Warning: the video can cause dizziness.
The Saildrone Explorer SD 1045 has filmed the interior of a category 4 hurricane. The video footage was gathered by an uncrewed surface vehicle (USV) that was inside Hurricane Sam that barreled the Atlantic Ocean. This is the first time an ocean drone captures video from inside a hurricane.
The Saildrone was directed into the middle of Hurricane Sam, battling 50ft waves and winds that surpassed 120 mph to collect critical scientific data (193 km/h). This provides critical scientific data and gives us a new view of the destructive force of a hurricane.
Related article: The Ocean Race: raising environmental conscience
Hurricane Sam has been the longest-lived storm from the Atlantic Hurricane Season of 2021. It is now a Category 2 storm that missed Bermuda on Saturday and is now moving into the far North Atlantic towards Iceland.
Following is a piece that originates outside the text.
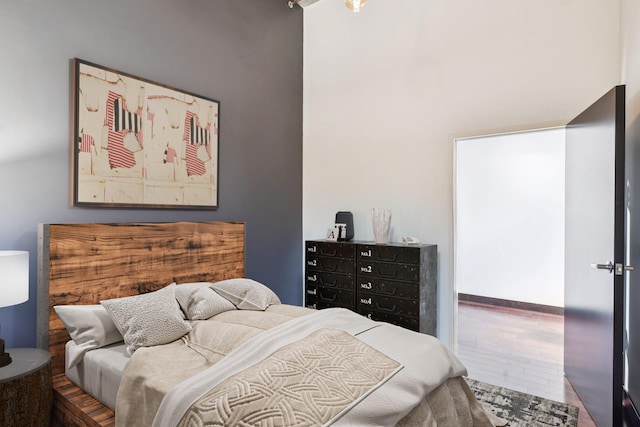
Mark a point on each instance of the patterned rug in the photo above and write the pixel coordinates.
(522, 409)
Equipped with a special “hurricane wing” that enabled it to operate under extreme wind conditions, the Saildrone Explorer SD 1045 collects real-time observations for hurricane prediction models. This is expected to provide new insights into how large and destructive these tropical cyclones really are.
This model is one of a fleet of 5 hurricane Saildrones from Saildrone Inc. and NOAA (National Oceanic and Atmospheric Administration) that are operating in the Atlantic Ocean. These gather data around the clock to understand the physical processes of hurricanes. This data is fundamental to improve storm forecasting and reduce loss of human life by preparing coastal communities.
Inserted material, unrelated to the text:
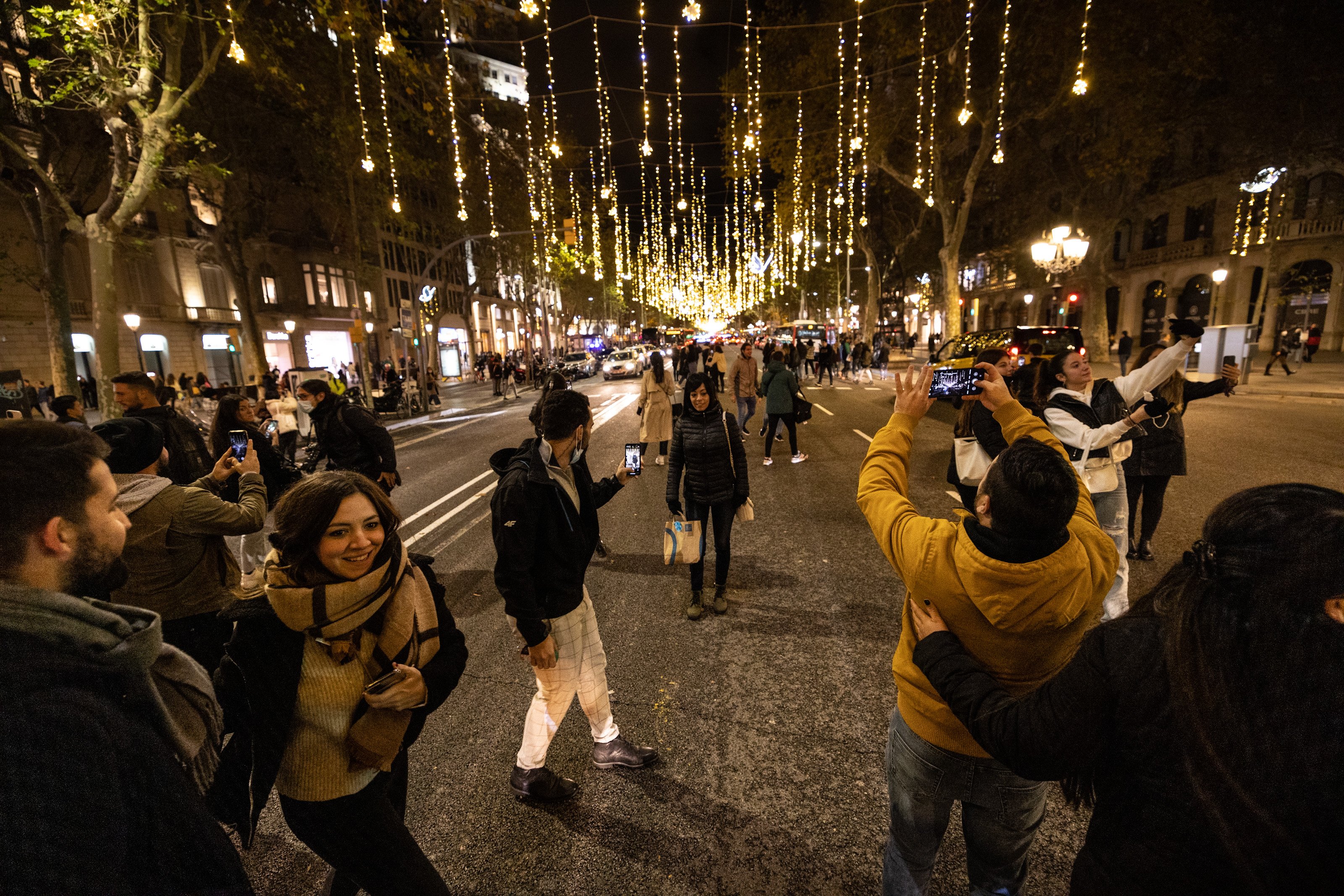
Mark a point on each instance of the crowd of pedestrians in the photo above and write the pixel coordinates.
(166, 665)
“Saildrone is going where no research vessel has ever ventured, sailing right into the eye of the hurricane, gathering data that will transform our understanding of these powerful storms,” -Richard Jenkins, Saildrone founder and CEO.
These Saildrones provide data directly to the NOAA’s Pacific Marine Environmental Laboratory and Atlantic Oceanographic and Meteorological Laboratory. With the data collected, scientists at this organization expect to improve forecasts of these storms and predict the rapid intensification of hurricanes, a serious threat to communities close to the coast.